Résumé de la décision
Mme A B a contesté la décision du 21 septembre 2023 de la maison départementale des personnes handicapées de la Corrèze, qui a refusé de lui attribuer la carte mobilité inclusion mention "stationnement". Par une lettre datée du 18 octobre 2023, le tribunal a demandé à Mme B de régulariser sa requête en fournissant soit la décision du président du conseil départemental, soit la preuve d'envoi d'un recours préalable. N'ayant pas répondu à cette demande dans le délai imparti, la requête a été jugée manifestement irrecevable et a été rejetée par ordonnance.
Arguments pertinents
1. Obligation de recours préalable : La décision souligne que, selon l'article R. 241-17-1 du code de l'action sociale et des familles, toute contestation d'une décision relative à la carte mobilité inclusion doit d'abord passer par un recours administratif préalable devant le président du conseil départemental. Ce recours est une condition préalable à la saisine du tribunal administratif.
2. Irrecevabilité de la requête : En vertu de l'article R. 222-1 du code de justice administrative, le tribunal peut rejeter les requêtes manifestement irrecevables sans invitation à régulariser, mais dans le cas présent, une invitation a été faite. L'absence de réponse de Mme B dans le délai imparti a conduit à la conclusion que sa requête était manifestement irrecevable.
3. Notification de la demande de régularisation : La décision précise que Mme B est réputée avoir reçu la notification de la demande de régularisation deux jours après sa mise à disposition, soit le 20 octobre 2023. Le non-respect de cette demande a conduit à l'irrecevabilité de sa requête.

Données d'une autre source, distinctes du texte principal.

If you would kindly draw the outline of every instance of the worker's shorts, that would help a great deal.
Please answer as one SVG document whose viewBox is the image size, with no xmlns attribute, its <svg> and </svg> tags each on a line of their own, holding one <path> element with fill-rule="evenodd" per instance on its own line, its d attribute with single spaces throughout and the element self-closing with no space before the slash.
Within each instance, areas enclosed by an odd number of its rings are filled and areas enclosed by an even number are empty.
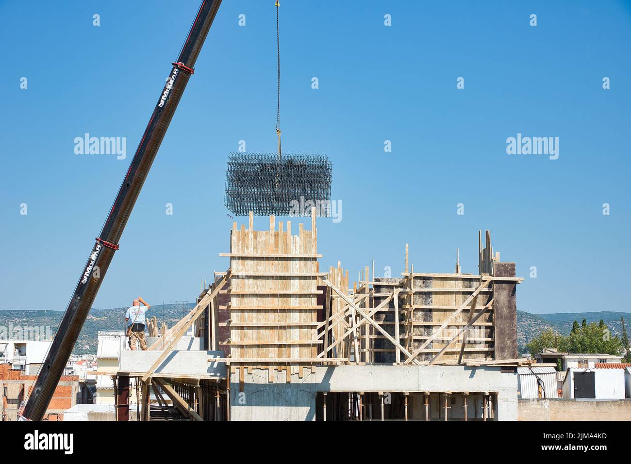
<svg viewBox="0 0 631 464">
<path fill-rule="evenodd" d="M 144 331 L 132 332 L 129 335 L 129 349 L 136 349 L 136 340 L 140 342 L 140 349 L 146 350 L 147 349 L 147 342 L 144 340 Z"/>
</svg>

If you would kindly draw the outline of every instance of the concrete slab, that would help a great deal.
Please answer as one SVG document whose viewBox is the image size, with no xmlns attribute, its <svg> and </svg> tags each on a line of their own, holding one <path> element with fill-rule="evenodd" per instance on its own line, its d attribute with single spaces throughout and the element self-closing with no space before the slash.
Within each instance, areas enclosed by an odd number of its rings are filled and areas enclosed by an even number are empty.
<svg viewBox="0 0 631 464">
<path fill-rule="evenodd" d="M 319 392 L 452 393 L 488 392 L 497 395 L 497 419 L 516 420 L 517 373 L 500 367 L 464 366 L 337 366 L 305 369 L 285 381 L 274 373 L 268 381 L 267 369 L 230 377 L 230 417 L 233 420 L 313 420 Z"/>
<path fill-rule="evenodd" d="M 146 372 L 157 361 L 161 351 L 123 351 L 121 353 L 121 372 Z M 174 377 L 225 378 L 223 362 L 208 362 L 208 358 L 223 357 L 223 351 L 177 350 L 172 351 L 155 370 L 156 373 Z"/>
</svg>

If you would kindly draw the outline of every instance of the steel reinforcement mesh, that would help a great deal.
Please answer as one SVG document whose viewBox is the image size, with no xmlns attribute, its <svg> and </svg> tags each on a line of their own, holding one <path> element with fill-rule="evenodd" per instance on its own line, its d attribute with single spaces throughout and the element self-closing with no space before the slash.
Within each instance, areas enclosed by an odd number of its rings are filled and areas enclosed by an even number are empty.
<svg viewBox="0 0 631 464">
<path fill-rule="evenodd" d="M 236 216 L 309 216 L 299 207 L 331 202 L 333 165 L 326 155 L 230 153 L 224 204 Z M 325 208 L 316 207 L 318 216 Z"/>
</svg>

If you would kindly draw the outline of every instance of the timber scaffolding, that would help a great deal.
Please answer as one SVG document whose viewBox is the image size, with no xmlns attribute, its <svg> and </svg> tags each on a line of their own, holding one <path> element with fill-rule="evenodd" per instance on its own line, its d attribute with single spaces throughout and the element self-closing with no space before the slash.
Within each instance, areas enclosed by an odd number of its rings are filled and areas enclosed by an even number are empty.
<svg viewBox="0 0 631 464">
<path fill-rule="evenodd" d="M 479 368 L 490 371 L 483 375 L 494 375 L 500 369 L 514 374 L 514 367 L 526 362 L 517 358 L 516 340 L 515 289 L 522 279 L 516 277 L 514 263 L 499 260 L 488 231 L 483 247 L 481 233 L 478 236 L 476 275 L 462 274 L 459 258 L 452 274 L 415 272 L 406 245 L 400 277 L 375 277 L 373 264 L 372 279 L 366 266 L 349 288 L 348 272 L 339 262 L 327 272 L 320 271 L 316 208 L 310 219 L 310 230 L 300 223 L 297 235 L 292 235 L 291 221 L 278 223 L 276 229 L 274 216 L 267 230 L 254 230 L 252 212 L 247 228 L 233 224 L 230 252 L 220 253 L 230 258 L 228 270 L 216 272 L 215 282 L 204 285 L 195 308 L 150 347 L 155 351 L 150 368 L 118 373 L 137 377 L 143 392 L 154 390 L 158 417 L 175 410 L 179 418 L 230 420 L 231 407 L 252 384 L 257 392 L 266 384 L 276 388 L 294 383 L 304 388 L 310 379 L 309 385 L 316 385 L 316 410 L 304 418 L 383 420 L 385 389 L 352 388 L 349 382 L 348 388 L 334 392 L 329 386 L 327 392 L 317 379 L 334 366 L 418 366 L 425 369 L 422 373 L 454 366 L 459 373 Z M 193 369 L 187 374 L 168 373 L 165 365 L 177 357 L 179 340 L 194 325 L 195 335 L 208 351 L 208 374 L 196 374 Z M 430 369 L 432 365 L 437 366 Z M 217 366 L 224 371 L 213 370 Z M 231 379 L 233 390 L 238 383 L 232 393 Z M 493 381 L 456 390 L 447 384 L 431 390 L 411 387 L 417 391 L 402 383 L 400 391 L 386 390 L 395 395 L 387 403 L 391 405 L 386 415 L 403 419 L 392 411 L 404 410 L 407 420 L 410 398 L 410 407 L 420 408 L 417 419 L 433 419 L 437 414 L 447 420 L 456 402 L 461 413 L 455 417 L 493 419 L 499 393 Z M 475 412 L 468 416 L 469 407 Z M 148 419 L 151 414 L 148 405 L 140 418 Z M 263 419 L 271 417 L 266 414 Z"/>
</svg>

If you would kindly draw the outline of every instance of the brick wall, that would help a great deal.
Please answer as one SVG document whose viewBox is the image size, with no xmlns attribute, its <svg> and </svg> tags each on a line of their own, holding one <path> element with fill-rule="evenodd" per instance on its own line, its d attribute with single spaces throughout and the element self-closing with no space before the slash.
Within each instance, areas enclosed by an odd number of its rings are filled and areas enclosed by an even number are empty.
<svg viewBox="0 0 631 464">
<path fill-rule="evenodd" d="M 8 420 L 15 420 L 17 414 L 17 408 L 19 407 L 20 402 L 23 399 L 24 391 L 28 390 L 30 393 L 33 388 L 33 383 L 37 376 L 35 375 L 22 375 L 22 371 L 20 369 L 10 369 L 9 364 L 0 364 L 0 395 L 2 395 L 2 404 L 4 412 L 6 414 L 6 419 Z M 4 385 L 20 385 L 19 389 L 9 388 L 6 397 L 4 396 Z M 19 395 L 15 394 L 15 392 L 20 392 Z M 58 413 L 59 417 L 56 415 L 49 417 L 49 420 L 62 420 L 63 413 L 66 409 L 69 409 L 76 404 L 77 392 L 79 390 L 79 376 L 67 375 L 63 376 L 59 380 L 59 383 L 55 389 L 52 395 L 52 399 L 46 410 L 47 414 L 49 413 Z M 14 398 L 14 397 L 15 397 Z"/>
</svg>

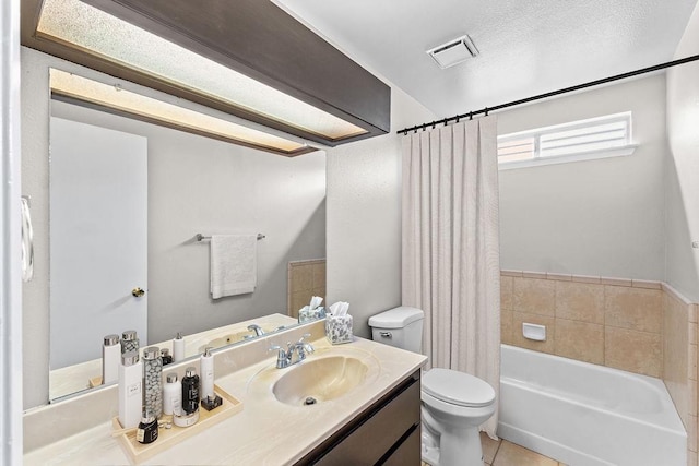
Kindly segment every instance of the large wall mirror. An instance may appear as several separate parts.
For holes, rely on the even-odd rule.
[[[49,273],[25,287],[48,290],[49,399],[95,384],[106,334],[138,327],[142,347],[167,347],[181,333],[192,357],[254,337],[251,324],[294,325],[295,310],[324,297],[324,152],[284,157],[66,98],[49,113],[50,158],[23,175],[50,186],[38,208],[48,238],[37,238]],[[198,234],[263,236],[253,292],[212,298]],[[127,258],[137,268],[120,268]]]

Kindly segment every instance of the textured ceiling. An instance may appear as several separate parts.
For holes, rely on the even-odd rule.
[[[670,61],[697,3],[274,1],[440,117]],[[464,34],[478,57],[441,70],[425,53]]]

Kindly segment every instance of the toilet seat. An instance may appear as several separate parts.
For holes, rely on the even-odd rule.
[[[477,377],[435,368],[423,374],[423,392],[443,402],[464,407],[483,407],[495,402],[495,390]]]

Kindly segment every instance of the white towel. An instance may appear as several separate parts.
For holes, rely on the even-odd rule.
[[[257,235],[211,237],[211,296],[245,295],[258,282]]]

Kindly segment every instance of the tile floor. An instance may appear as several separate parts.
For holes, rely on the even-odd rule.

Interprétations et citations légales
1. Recours préalable obligatoire : L'article R. 241-17-1 du code de l'action sociale et des familles stipule que "le recours préalable obligatoire formé contre une décision relative à la carte 'mobilité inclusion' [...] est formé, par tout moyen lui conférant date certaine, devant le président du conseil départemental." Cette disposition impose un cadre strict pour la contestation des décisions administratives, soulignant l'importance de l'épuisement des voies de recours administratives avant d'engager une action en justice.
2. Conditions de régularisation : L'article R. 612-1 du code de justice administrative précise que "la juridiction ne peut les rejeter en relevant d'office cette irrecevabilité qu'après avoir invité leur auteur à les régulariser." Cela montre que le tribunal doit d'abord donner une chance à la partie de corriger les irrégularités avant de rejeter la requête, sauf si celle-ci est manifestement irrecevable.
3. Délai de réponse : La décision mentionne que "la demande de régularisation mentionne qu'à défaut de régularisation, les conclusions pourront être rejetées comme irrecevables dès l'expiration du délai imparti qui, sauf urgence, ne peut être inférieur à quinze jours." Cela souligne l'importance du respect des délais dans les procédures administratives et judiciaires.
En conclusion, la décision du tribunal administratif de Limoges repose sur des principes clairs de droit administratif, notamment l'obligation de recours préalable et le respect des délais de régularisation, ce qui a conduit au rejet de la requête de Mme B.